1Estaba entonces enfermo uno llamado Lázaro, de Betania, la aldea de María y de Marta su hermana. 2(María, cuyo hermano Lázaro estaba enfermo, fue la que ungió al Señor con perfume, y le enjugó los pies con sus cabellos.) 3Enviaron, pues, las hermanas para decir a Jesús: Señor, he aquí el que amas está enfermo. 4Oyéndolo Jesús, dijo: Esta enfermedad no es para muerte, sino para la gloria de Dios, para que el Hijo de Dios sea glorificado por ella.

 

   Betania era un pequeño pueblo en la ladera sur este del monte de los Olivos, a unos 3 km al este de Jerusalén, cerca del camino a Jericó.   El significado del nombre Betania es “Casa de miseria”.  Es como el lugar donde reside mi hermana, que se llama “Tierra de cenizas”.   Son nombres pocos agradable, pero sus habitantes lo hacen ser más llevaderos.   Este es el caso de Marta, María y Lázaro, quienes recibieron a Jesús en su casa por primera vez en una visita que Jesús hiciera a esa región (Lc.10:38).   Este fue el inicio de una gran amistad donde Jesús cada vez que estaba en el lugar se hospedaba en la casa de ellos (Mt.21:17).    No solo Jesús era bien recibido, sino que sus discípulos lo eran también (Mr.11:11).   Esto nos deja ver claramente la clase de personas que eran Marta, María y Lázaro.

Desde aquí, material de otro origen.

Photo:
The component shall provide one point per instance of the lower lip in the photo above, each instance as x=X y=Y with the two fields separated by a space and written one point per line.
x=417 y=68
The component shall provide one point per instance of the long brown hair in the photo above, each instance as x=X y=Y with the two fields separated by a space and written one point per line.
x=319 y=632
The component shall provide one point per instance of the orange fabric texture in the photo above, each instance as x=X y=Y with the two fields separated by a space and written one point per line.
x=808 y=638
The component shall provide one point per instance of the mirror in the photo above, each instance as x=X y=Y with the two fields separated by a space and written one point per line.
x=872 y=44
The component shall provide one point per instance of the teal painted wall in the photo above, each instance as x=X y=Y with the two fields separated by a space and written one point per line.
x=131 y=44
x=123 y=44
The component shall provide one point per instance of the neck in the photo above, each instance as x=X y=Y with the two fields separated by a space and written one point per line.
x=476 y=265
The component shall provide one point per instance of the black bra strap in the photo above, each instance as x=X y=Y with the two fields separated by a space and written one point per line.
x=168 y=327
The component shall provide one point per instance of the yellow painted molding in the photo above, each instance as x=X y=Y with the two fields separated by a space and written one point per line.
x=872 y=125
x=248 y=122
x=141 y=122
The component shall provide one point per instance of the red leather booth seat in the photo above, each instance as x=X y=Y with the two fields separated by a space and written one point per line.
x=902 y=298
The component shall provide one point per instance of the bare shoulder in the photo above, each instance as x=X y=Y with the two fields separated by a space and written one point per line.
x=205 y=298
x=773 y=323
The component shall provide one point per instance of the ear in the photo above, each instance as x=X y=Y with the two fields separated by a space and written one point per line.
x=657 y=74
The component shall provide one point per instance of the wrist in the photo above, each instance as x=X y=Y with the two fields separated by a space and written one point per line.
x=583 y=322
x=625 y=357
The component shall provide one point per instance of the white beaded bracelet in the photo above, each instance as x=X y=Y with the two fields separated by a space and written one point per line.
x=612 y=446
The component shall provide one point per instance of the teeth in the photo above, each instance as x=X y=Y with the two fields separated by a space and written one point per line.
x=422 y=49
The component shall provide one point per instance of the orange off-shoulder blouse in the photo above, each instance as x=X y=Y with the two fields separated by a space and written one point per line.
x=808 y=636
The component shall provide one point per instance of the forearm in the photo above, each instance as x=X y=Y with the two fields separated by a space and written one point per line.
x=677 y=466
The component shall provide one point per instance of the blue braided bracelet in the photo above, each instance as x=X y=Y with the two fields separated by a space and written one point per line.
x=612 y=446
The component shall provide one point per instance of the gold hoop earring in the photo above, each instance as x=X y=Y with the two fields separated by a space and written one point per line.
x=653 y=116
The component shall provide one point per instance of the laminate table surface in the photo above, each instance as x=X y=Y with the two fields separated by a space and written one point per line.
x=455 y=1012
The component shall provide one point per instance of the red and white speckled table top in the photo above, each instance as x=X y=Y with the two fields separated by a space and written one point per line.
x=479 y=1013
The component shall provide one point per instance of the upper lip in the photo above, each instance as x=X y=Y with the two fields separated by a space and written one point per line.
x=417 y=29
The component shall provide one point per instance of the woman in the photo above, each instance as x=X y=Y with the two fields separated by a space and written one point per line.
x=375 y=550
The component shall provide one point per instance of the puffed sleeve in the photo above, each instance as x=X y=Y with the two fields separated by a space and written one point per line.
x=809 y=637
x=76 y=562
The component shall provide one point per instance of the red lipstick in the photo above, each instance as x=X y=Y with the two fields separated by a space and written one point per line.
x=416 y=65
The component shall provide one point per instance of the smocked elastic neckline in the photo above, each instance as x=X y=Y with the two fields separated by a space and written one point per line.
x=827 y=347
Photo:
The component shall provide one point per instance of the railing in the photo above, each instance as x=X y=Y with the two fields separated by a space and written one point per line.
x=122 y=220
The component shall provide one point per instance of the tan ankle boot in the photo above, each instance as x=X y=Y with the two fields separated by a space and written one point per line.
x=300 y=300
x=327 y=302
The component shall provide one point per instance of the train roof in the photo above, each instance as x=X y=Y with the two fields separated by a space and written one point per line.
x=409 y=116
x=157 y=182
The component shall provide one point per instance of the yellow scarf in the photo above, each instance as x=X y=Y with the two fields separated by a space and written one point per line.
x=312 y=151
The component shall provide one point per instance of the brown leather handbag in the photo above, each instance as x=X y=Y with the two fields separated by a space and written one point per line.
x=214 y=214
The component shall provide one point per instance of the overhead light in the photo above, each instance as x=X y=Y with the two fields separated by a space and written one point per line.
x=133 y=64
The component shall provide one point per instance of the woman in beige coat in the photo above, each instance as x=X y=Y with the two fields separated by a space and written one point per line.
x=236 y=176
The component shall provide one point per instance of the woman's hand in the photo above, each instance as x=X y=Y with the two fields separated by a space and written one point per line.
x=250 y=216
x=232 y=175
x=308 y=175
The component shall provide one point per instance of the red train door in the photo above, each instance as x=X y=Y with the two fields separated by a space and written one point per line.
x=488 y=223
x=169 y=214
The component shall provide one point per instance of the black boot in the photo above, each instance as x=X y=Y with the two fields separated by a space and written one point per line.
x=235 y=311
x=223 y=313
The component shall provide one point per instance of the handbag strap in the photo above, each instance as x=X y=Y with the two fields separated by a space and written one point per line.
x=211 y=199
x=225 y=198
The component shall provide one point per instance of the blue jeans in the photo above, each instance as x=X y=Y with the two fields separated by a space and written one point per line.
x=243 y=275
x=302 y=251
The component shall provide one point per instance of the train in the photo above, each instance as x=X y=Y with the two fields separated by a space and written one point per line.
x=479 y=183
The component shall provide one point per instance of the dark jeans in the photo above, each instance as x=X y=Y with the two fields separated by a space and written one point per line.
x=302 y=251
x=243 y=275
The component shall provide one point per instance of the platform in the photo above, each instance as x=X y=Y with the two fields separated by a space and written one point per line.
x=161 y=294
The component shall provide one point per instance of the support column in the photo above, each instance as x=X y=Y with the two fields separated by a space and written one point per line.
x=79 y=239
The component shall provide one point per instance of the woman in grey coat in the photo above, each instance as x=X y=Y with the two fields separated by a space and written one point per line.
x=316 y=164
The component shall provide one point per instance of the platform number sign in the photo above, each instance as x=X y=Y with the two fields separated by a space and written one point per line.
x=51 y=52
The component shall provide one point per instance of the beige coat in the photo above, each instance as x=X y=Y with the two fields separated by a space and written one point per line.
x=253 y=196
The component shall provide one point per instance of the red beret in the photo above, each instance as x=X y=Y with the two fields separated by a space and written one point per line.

    Es justo notar también que en ningún momento se hace mención de algún padre o madre viviendo en dicha casa.   Esto nos lleva a pensar que no los tenían o que se habrían independizado.  No sabemos con certeza lo que haya pasado con los padres, pero si sabemos algo, ellos eran muy especiales para Jesús.  

    Cuando miramos lo trayectoria de Jesús antes de llegar a la escena presentada en la porción que nos ocupará el tiempo en esta mañana (Jn.11:1-4) podemos ver que él se encontraba en Jerusalén, caminando en el templo por el pórtico de Salomón.    En esos momento los judíos le rodearon y le hicieron una pregunta, la cual fue “¿Hasta cuándo nos turbarás el alma? Si tú eres el Cristo, dínoslo abiertamente”(Jn.10:24).  Esta pregunta no venía con deseos de saber si él era o no el Hijo de Dios, sino buscando alguna excusa para apedrearle.   La respuesta de Jesús fue directa y clara, “Os lo he dicho, y no creéis” (Jn.10:25).   Esto provocó gran histeria en los judíos al punto que trataron de atraparlo para matarle, pero Jesús se les escapó (Jn.10:39).  

     Este evento fue el que llevó a Jesús a retornar al otro lado del Jordán donde Juan había estado bautizando (Jn.10:40).   Vemos claramente que una vez llegó allí muchas personas se le juntaron y él comenzó a enseñarles como acostumbraba.   Deducimos que fue así por lo que nos dice la parte final del relato en Jn.10:42) “42Y muchos creyeron en él allí”.

    Debemos observar algo más relacionado a la gran amistad de Jesús con Lázaro y sus hermanas.   En Jn.11:5 se hace la observación de cuanto Jesús les amaba.    Esto es un detalle importantísimo en todo este relato y así lo veremos más adelante.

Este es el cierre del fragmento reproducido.